Intersection Prediction for Accelerated GPU Ray Tracing
MICRO 2021
Abstract
Ray tracing has been used for years in motion picture to generate photorealistic images while
faster raster-based shading techniques have been preferred for video games to meet real-time requirements.
However, recent Graphics Processing Units (GPUs) incorporate hardware accelerator units
designed for ray tracing.
These accelerator units target the process of traversing hierarchical tree data structures used to test for
ray-object intersections.
Distinct rays following similar paths through these structures execute many redundant ray-box intersection
tests.
We propose a ray intersection predictor that speculatively elides redundant operations during this process
and proceeds
directly to test primitives that the ray is likely to intersect.

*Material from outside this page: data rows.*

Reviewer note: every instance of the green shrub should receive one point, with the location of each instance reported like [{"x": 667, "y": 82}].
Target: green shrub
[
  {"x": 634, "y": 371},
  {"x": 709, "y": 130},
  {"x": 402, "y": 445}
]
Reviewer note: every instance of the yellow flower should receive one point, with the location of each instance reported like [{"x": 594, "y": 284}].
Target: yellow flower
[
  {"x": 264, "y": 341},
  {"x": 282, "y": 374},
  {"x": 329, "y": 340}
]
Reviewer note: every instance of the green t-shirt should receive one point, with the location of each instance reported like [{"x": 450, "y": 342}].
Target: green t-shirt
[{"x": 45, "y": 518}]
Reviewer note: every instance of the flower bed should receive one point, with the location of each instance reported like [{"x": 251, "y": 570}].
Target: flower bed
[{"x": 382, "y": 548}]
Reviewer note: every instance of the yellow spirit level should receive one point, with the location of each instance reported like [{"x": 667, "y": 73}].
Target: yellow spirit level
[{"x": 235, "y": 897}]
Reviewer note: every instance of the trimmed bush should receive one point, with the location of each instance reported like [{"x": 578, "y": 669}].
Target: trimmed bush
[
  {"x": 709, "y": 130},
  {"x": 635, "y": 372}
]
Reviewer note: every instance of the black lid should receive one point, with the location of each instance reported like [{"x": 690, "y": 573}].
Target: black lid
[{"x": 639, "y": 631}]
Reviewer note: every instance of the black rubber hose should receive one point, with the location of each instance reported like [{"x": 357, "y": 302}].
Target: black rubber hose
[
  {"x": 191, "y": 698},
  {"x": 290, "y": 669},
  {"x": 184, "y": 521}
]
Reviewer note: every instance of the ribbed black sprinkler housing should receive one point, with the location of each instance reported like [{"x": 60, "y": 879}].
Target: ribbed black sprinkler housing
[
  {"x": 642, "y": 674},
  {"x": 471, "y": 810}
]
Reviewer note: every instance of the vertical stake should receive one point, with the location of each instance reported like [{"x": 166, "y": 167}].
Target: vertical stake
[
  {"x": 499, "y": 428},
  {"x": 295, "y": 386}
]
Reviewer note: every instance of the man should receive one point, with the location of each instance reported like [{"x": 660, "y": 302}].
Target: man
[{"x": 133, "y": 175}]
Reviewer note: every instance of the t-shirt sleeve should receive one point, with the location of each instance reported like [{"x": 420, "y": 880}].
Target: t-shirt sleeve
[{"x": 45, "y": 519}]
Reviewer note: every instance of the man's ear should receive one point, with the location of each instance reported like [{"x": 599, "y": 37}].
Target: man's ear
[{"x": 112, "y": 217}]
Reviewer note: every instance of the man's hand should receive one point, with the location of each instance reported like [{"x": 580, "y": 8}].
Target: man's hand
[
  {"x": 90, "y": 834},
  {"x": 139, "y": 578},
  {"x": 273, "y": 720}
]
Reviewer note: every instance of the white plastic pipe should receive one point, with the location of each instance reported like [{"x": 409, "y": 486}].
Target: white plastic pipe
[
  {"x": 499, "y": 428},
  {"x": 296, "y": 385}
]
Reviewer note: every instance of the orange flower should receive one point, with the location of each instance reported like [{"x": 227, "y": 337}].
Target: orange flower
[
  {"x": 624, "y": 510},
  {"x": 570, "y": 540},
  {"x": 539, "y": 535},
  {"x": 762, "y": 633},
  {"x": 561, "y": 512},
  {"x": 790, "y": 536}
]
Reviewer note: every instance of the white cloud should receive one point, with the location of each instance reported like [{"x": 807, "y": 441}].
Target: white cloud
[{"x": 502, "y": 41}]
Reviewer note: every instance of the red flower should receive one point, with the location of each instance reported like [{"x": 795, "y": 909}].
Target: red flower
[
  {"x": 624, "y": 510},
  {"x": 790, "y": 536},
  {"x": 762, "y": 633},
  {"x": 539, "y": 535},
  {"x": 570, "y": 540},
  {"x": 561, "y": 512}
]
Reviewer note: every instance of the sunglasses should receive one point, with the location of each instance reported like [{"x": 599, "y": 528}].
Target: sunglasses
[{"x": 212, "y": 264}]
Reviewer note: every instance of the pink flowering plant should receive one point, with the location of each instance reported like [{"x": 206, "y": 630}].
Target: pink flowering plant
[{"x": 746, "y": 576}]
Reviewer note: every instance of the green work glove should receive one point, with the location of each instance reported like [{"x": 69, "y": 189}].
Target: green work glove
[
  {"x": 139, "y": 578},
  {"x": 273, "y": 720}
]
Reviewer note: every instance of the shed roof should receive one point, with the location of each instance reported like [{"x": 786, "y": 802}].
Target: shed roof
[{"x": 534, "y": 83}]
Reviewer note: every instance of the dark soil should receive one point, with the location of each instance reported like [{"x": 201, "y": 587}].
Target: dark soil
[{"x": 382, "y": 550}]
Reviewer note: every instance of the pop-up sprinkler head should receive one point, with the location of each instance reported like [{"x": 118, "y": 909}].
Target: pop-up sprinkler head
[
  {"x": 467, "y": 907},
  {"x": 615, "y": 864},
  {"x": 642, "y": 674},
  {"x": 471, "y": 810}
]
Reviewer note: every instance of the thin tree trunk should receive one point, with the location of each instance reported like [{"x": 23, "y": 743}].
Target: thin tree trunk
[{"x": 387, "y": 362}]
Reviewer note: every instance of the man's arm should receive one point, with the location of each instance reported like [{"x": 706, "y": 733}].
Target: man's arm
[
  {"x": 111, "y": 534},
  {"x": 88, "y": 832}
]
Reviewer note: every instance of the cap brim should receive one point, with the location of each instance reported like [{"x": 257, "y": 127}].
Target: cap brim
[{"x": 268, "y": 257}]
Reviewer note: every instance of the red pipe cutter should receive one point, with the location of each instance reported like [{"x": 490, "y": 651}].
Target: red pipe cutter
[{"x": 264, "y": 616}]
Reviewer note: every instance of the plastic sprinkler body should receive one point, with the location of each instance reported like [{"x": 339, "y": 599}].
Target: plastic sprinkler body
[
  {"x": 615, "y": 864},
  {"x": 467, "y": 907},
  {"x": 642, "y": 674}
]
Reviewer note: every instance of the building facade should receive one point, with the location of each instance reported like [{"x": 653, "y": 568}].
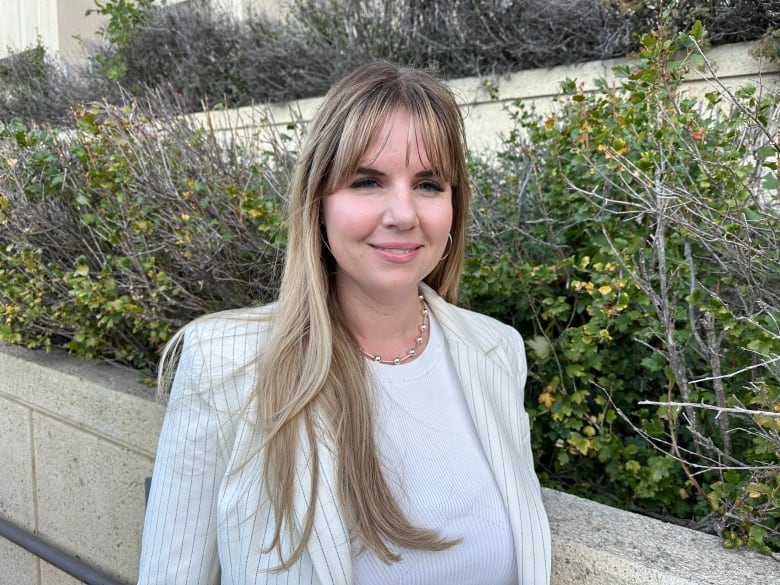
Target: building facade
[{"x": 63, "y": 25}]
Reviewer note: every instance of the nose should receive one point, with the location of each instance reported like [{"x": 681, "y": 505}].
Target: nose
[{"x": 401, "y": 212}]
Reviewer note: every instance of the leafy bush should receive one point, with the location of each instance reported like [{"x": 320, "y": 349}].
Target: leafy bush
[
  {"x": 115, "y": 234},
  {"x": 633, "y": 236}
]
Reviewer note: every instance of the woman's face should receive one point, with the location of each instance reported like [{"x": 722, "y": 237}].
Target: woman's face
[{"x": 387, "y": 225}]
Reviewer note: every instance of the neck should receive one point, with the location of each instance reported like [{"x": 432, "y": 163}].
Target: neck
[{"x": 388, "y": 329}]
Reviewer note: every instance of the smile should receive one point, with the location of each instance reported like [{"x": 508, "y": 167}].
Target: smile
[
  {"x": 396, "y": 253},
  {"x": 392, "y": 250}
]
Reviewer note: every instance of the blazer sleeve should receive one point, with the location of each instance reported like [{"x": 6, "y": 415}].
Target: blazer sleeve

A key aspect of our predictor strategy involves identifying hash functions that preserve enough spatial
information to identify redundant traversals.
We explore how to integrate our ray prediction strategy into existing GPU pipelines along with improving the
predictor effectiveness by predicting nodes higher in the tree as well as regrouping and scheduling
traversal operations in a low cost, judicious manner.
On a mobile class GPU with a ray tracing accelerator unit, we find the addition of a 5.5KB predictor per
streaming multiprocessor improves performance for ambient occlusion workloads by a geometric mean of 26%.